The Mathew et al. (2022) paper was presented at AAAI 2021 and intended to establish a benchmark dataset to allow other researchers to test their model’s ability to detect hate speech on it. The authors are mixed from the Indian Institute of Technology Kharagpur and the University of Hamburg in Germany, with no funding or conflicts of interests declared in the conference paper. They created HateXplain to address previous issues of bias and interpretability in hate speech detection, doing so through annotating a Twitter- and Gab-sourced dataset of 20 148 posts in three categories: classification (is it hate speech, offensive, normal), the community targeted by hate/offensive speech, and the rationale (the parts of the post that provided the basis for the labelling decision of the labellers). This dataset is then used to train a specialised model of BERT, BERT hatexplain (Mathew et al., 2022b), which can be used to classify text as hatespeech, offensive, or normal (Mathew et al., 2022a).

Citations

Devlin, J., Chang, M.W., Lee, K. and Toutanova, K., 2019, June.
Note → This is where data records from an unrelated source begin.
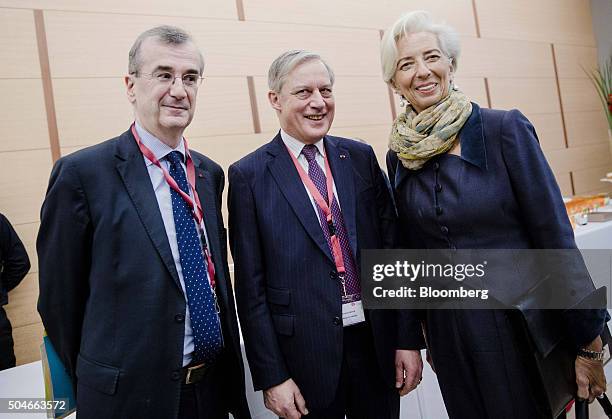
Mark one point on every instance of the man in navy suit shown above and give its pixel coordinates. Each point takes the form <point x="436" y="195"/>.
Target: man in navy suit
<point x="301" y="208"/>
<point x="134" y="284"/>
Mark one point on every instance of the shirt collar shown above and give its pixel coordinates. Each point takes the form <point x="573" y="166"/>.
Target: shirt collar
<point x="296" y="146"/>
<point x="472" y="139"/>
<point x="157" y="147"/>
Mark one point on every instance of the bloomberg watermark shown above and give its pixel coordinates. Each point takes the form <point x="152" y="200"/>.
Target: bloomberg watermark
<point x="485" y="279"/>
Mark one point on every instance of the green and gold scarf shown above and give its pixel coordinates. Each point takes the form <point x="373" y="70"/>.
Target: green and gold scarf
<point x="418" y="137"/>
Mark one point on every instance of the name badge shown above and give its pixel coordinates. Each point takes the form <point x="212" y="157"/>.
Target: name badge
<point x="352" y="313"/>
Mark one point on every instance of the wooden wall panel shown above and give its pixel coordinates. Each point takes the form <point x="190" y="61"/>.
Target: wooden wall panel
<point x="23" y="182"/>
<point x="572" y="61"/>
<point x="18" y="50"/>
<point x="230" y="48"/>
<point x="586" y="127"/>
<point x="359" y="101"/>
<point x="363" y="14"/>
<point x="565" y="183"/>
<point x="219" y="9"/>
<point x="567" y="21"/>
<point x="579" y="158"/>
<point x="23" y="121"/>
<point x="578" y="95"/>
<point x="587" y="181"/>
<point x="503" y="58"/>
<point x="92" y="110"/>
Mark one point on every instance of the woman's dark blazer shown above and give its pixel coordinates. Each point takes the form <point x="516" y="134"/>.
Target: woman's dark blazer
<point x="501" y="195"/>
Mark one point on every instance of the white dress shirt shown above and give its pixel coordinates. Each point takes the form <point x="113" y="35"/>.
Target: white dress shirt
<point x="164" y="201"/>
<point x="295" y="147"/>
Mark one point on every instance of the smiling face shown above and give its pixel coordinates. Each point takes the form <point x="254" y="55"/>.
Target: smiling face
<point x="423" y="73"/>
<point x="164" y="109"/>
<point x="305" y="105"/>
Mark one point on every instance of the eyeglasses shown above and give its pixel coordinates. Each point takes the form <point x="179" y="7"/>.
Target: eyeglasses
<point x="165" y="78"/>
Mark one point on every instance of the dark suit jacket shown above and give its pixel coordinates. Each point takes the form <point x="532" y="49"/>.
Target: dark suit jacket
<point x="110" y="296"/>
<point x="288" y="295"/>
<point x="499" y="194"/>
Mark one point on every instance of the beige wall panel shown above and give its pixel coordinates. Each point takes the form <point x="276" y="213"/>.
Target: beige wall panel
<point x="588" y="180"/>
<point x="379" y="15"/>
<point x="375" y="135"/>
<point x="579" y="158"/>
<point x="567" y="21"/>
<point x="201" y="8"/>
<point x="22" y="302"/>
<point x="27" y="233"/>
<point x="573" y="60"/>
<point x="565" y="183"/>
<point x="230" y="48"/>
<point x="23" y="120"/>
<point x="359" y="101"/>
<point x="529" y="95"/>
<point x="474" y="88"/>
<point x="579" y="95"/>
<point x="501" y="58"/>
<point x="586" y="127"/>
<point x="18" y="49"/>
<point x="92" y="110"/>
<point x="23" y="181"/>
<point x="27" y="343"/>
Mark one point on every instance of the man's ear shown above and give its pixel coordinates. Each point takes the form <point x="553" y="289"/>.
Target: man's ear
<point x="129" y="85"/>
<point x="274" y="99"/>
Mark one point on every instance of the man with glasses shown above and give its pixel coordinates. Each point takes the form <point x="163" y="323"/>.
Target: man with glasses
<point x="134" y="284"/>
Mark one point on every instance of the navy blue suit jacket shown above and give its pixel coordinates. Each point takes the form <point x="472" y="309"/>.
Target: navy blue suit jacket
<point x="110" y="297"/>
<point x="287" y="292"/>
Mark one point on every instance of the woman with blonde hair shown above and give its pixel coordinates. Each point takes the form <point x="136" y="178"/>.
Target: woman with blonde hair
<point x="466" y="177"/>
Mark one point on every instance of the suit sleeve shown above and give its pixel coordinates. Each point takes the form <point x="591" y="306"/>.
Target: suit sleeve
<point x="64" y="257"/>
<point x="544" y="213"/>
<point x="409" y="331"/>
<point x="266" y="361"/>
<point x="14" y="261"/>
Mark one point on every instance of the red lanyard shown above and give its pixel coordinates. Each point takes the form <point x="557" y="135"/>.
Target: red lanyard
<point x="196" y="210"/>
<point x="335" y="243"/>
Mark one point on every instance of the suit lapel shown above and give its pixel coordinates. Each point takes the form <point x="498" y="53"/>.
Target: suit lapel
<point x="207" y="193"/>
<point x="342" y="170"/>
<point x="291" y="186"/>
<point x="133" y="172"/>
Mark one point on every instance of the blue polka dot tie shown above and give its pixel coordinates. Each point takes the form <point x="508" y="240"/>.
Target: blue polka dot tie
<point x="353" y="285"/>
<point x="208" y="341"/>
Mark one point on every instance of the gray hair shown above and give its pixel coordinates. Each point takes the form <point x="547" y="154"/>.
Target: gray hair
<point x="417" y="21"/>
<point x="169" y="35"/>
<point x="286" y="62"/>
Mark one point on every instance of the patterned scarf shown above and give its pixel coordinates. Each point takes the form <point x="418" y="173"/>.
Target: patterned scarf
<point x="418" y="137"/>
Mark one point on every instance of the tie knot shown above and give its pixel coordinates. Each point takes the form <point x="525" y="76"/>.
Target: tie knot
<point x="174" y="157"/>
<point x="310" y="152"/>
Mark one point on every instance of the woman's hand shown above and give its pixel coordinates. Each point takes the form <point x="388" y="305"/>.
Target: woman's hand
<point x="590" y="376"/>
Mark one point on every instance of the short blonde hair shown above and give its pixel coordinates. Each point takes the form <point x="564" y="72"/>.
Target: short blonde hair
<point x="287" y="61"/>
<point x="412" y="22"/>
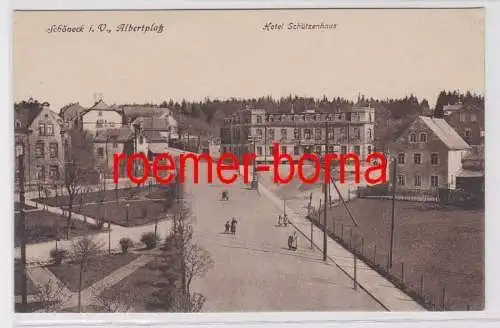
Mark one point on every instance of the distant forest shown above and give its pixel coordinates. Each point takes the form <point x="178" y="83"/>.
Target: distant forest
<point x="392" y="116"/>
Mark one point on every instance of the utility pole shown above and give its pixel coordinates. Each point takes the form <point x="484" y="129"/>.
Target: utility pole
<point x="22" y="215"/>
<point x="326" y="187"/>
<point x="393" y="208"/>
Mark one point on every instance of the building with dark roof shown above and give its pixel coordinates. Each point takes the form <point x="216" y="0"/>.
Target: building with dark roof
<point x="40" y="133"/>
<point x="467" y="120"/>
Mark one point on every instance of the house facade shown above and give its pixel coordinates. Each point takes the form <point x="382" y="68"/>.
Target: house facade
<point x="467" y="120"/>
<point x="109" y="142"/>
<point x="428" y="155"/>
<point x="40" y="132"/>
<point x="349" y="130"/>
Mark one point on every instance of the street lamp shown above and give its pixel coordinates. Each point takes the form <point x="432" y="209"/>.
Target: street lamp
<point x="127" y="207"/>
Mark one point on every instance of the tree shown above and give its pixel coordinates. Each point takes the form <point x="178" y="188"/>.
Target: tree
<point x="79" y="167"/>
<point x="84" y="249"/>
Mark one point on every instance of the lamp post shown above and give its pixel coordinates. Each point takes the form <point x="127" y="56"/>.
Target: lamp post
<point x="22" y="216"/>
<point x="127" y="207"/>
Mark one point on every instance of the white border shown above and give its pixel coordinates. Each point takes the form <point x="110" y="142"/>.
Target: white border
<point x="487" y="318"/>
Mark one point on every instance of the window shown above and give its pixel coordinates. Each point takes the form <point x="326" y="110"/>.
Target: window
<point x="100" y="152"/>
<point x="53" y="150"/>
<point x="54" y="172"/>
<point x="434" y="159"/>
<point x="417" y="158"/>
<point x="434" y="181"/>
<point x="296" y="134"/>
<point x="401" y="158"/>
<point x="40" y="172"/>
<point x="417" y="181"/>
<point x="318" y="134"/>
<point x="41" y="128"/>
<point x="39" y="149"/>
<point x="283" y="133"/>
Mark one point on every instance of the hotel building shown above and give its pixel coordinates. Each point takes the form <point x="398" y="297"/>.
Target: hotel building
<point x="255" y="130"/>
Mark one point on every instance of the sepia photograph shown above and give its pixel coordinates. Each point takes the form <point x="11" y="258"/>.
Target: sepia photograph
<point x="276" y="160"/>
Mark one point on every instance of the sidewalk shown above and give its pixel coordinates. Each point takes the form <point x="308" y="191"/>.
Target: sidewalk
<point x="380" y="288"/>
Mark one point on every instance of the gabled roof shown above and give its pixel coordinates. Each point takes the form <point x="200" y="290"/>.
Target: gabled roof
<point x="119" y="135"/>
<point x="154" y="136"/>
<point x="102" y="106"/>
<point x="445" y="133"/>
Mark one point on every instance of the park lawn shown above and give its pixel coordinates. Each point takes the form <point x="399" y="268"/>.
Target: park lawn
<point x="17" y="207"/>
<point x="445" y="245"/>
<point x="157" y="191"/>
<point x="41" y="226"/>
<point x="143" y="290"/>
<point x="32" y="289"/>
<point x="140" y="212"/>
<point x="96" y="269"/>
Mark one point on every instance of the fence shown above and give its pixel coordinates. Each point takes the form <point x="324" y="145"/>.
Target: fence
<point x="406" y="278"/>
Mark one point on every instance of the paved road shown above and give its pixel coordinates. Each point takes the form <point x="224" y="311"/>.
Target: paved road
<point x="253" y="270"/>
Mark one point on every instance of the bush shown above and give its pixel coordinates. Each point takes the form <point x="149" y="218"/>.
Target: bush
<point x="126" y="243"/>
<point x="149" y="239"/>
<point x="58" y="255"/>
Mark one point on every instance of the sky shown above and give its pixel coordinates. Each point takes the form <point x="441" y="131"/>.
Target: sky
<point x="221" y="54"/>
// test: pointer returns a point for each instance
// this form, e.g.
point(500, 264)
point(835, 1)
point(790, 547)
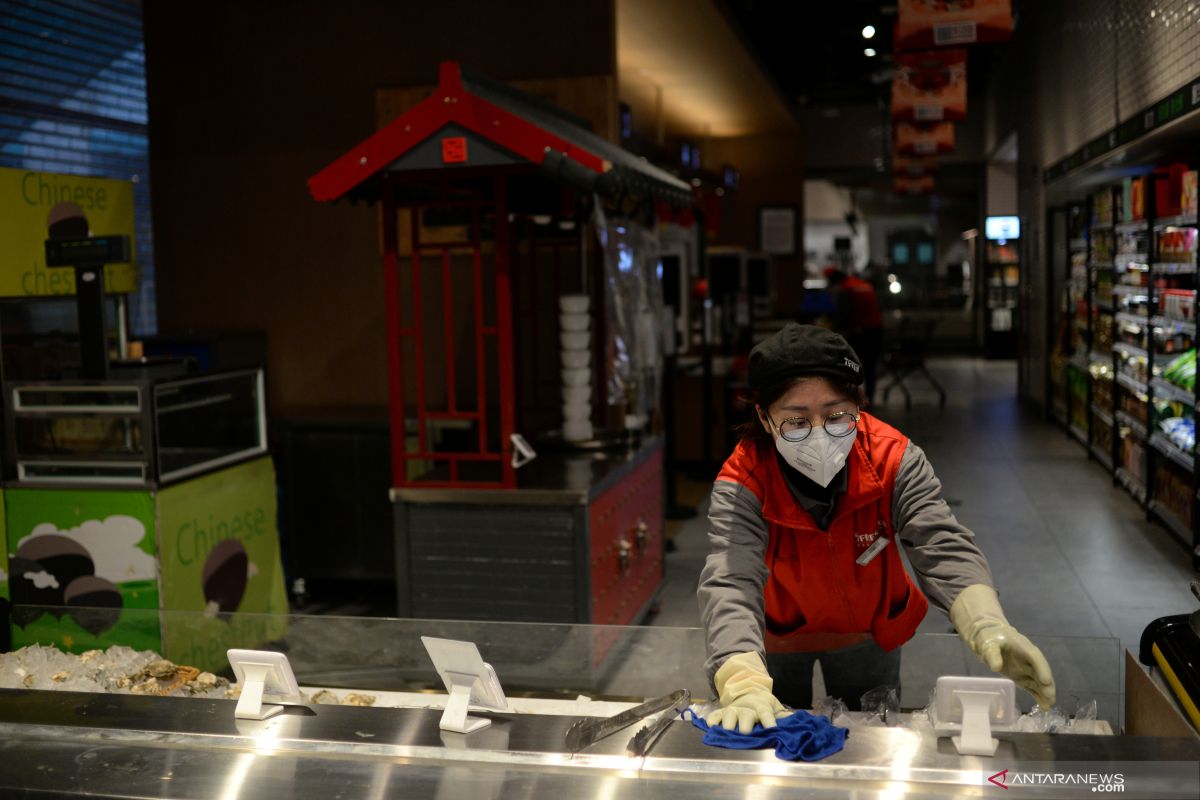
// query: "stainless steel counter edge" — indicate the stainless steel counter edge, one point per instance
point(529, 741)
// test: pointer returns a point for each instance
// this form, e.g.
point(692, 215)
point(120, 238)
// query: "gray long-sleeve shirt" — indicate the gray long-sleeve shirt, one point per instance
point(941, 551)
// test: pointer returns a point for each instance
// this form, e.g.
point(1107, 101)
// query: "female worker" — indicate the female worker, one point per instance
point(807, 522)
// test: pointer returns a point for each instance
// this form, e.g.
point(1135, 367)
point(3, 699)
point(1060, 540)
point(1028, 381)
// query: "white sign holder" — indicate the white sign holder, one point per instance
point(972, 707)
point(259, 673)
point(468, 679)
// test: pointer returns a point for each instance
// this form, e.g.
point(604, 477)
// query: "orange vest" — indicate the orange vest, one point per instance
point(816, 596)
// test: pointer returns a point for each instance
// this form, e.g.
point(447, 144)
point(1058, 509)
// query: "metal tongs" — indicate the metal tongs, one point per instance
point(586, 733)
point(641, 743)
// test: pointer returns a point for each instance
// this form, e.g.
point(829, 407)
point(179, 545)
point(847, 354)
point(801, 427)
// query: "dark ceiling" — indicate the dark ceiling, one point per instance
point(814, 49)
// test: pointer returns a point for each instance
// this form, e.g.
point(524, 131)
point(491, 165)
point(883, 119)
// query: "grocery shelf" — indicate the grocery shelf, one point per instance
point(1185, 325)
point(1132, 384)
point(1102, 415)
point(1131, 483)
point(1173, 523)
point(1132, 350)
point(1134, 425)
point(1078, 433)
point(1181, 221)
point(1175, 268)
point(1131, 319)
point(1169, 449)
point(1169, 390)
point(1103, 457)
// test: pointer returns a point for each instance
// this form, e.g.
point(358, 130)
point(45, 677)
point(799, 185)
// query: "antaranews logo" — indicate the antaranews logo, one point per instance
point(1098, 782)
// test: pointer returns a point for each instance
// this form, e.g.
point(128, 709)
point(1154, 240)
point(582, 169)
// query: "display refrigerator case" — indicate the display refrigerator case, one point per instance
point(138, 493)
point(1002, 287)
point(139, 432)
point(367, 722)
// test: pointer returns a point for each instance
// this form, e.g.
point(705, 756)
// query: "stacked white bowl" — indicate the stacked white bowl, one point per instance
point(576, 341)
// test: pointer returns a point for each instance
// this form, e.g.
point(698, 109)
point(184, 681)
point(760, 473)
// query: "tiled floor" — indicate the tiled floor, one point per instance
point(1072, 554)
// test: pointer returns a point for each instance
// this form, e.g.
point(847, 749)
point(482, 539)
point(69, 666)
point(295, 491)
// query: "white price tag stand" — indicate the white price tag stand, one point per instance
point(261, 673)
point(469, 680)
point(972, 707)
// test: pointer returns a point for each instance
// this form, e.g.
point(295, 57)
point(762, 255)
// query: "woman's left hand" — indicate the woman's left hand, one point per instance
point(981, 621)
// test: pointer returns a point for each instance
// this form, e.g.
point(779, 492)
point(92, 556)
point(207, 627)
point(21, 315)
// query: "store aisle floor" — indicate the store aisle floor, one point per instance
point(1071, 553)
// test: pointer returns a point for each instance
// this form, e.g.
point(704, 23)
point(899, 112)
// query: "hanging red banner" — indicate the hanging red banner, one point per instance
point(924, 138)
point(907, 185)
point(930, 86)
point(904, 166)
point(943, 23)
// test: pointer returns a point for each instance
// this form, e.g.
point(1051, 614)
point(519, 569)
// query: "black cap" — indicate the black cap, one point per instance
point(801, 350)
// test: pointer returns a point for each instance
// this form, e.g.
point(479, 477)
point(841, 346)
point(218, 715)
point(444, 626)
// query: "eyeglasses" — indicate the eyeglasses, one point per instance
point(839, 423)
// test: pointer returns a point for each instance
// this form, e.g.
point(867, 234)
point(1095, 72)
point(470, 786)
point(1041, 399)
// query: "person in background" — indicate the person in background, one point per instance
point(807, 519)
point(858, 318)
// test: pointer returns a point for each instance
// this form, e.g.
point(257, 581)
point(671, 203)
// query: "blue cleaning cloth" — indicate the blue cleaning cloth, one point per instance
point(799, 737)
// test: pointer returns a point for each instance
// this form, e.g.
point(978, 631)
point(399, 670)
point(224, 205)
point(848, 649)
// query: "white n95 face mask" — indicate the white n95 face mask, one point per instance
point(820, 456)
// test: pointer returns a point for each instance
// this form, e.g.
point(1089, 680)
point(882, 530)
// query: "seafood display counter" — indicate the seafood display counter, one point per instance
point(384, 739)
point(172, 747)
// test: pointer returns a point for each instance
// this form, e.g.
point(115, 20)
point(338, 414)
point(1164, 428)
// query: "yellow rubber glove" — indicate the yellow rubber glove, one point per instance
point(981, 621)
point(743, 686)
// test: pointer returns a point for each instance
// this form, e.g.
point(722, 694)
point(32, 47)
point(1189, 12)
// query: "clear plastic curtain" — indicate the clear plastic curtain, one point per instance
point(635, 307)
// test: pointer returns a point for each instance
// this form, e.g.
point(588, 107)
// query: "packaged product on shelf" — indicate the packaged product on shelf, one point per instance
point(1137, 205)
point(1177, 245)
point(1181, 431)
point(1102, 208)
point(1182, 371)
point(1177, 304)
point(1188, 202)
point(1169, 190)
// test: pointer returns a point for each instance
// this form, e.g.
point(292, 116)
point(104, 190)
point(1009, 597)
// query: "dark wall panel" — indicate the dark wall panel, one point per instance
point(247, 100)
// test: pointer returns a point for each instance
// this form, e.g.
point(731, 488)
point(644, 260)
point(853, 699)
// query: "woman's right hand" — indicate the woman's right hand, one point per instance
point(743, 686)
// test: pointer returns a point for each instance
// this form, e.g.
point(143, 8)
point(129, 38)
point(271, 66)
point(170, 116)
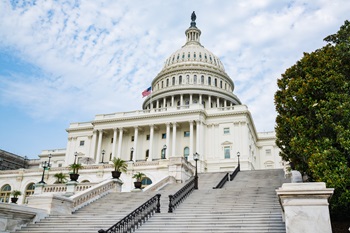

Bert: Pre-training of deep bidirectional transformers for language understanding. In Proceedings of the 2019 conference of the North American chapter of the association for computational linguistics: human language technologies, volume 1 (long and short papers) (pp. 4171-4186).

Mathew, B., Saha, P., Yimam, S.M., Biemann, C., Goyal, P., Mukherjee, A., 2022a. HateXplain: A Benchmark Dataset for Explainable Hate Speech Detection. https://doi.org/10.48550/arXiv.2012.10289

Mathew, B., Saha, P., Yimam, S.M., Biemann, C., Goyal, P., Mukherjee, A., 2022b. Hate-speech-CNERG/bert-base-uncased-hatexplain [WWW Document]. Hugging Face. URL (accessed 4.27.26).

Vaswani, A., Shazeer, N., Parmar, N., Uszkoreit, J., Jones, L., Gomez, A.N., Kaiser, Ł., Polosukhin, I., 2017. Attention is all you need. Advances in neural information processing systems 30.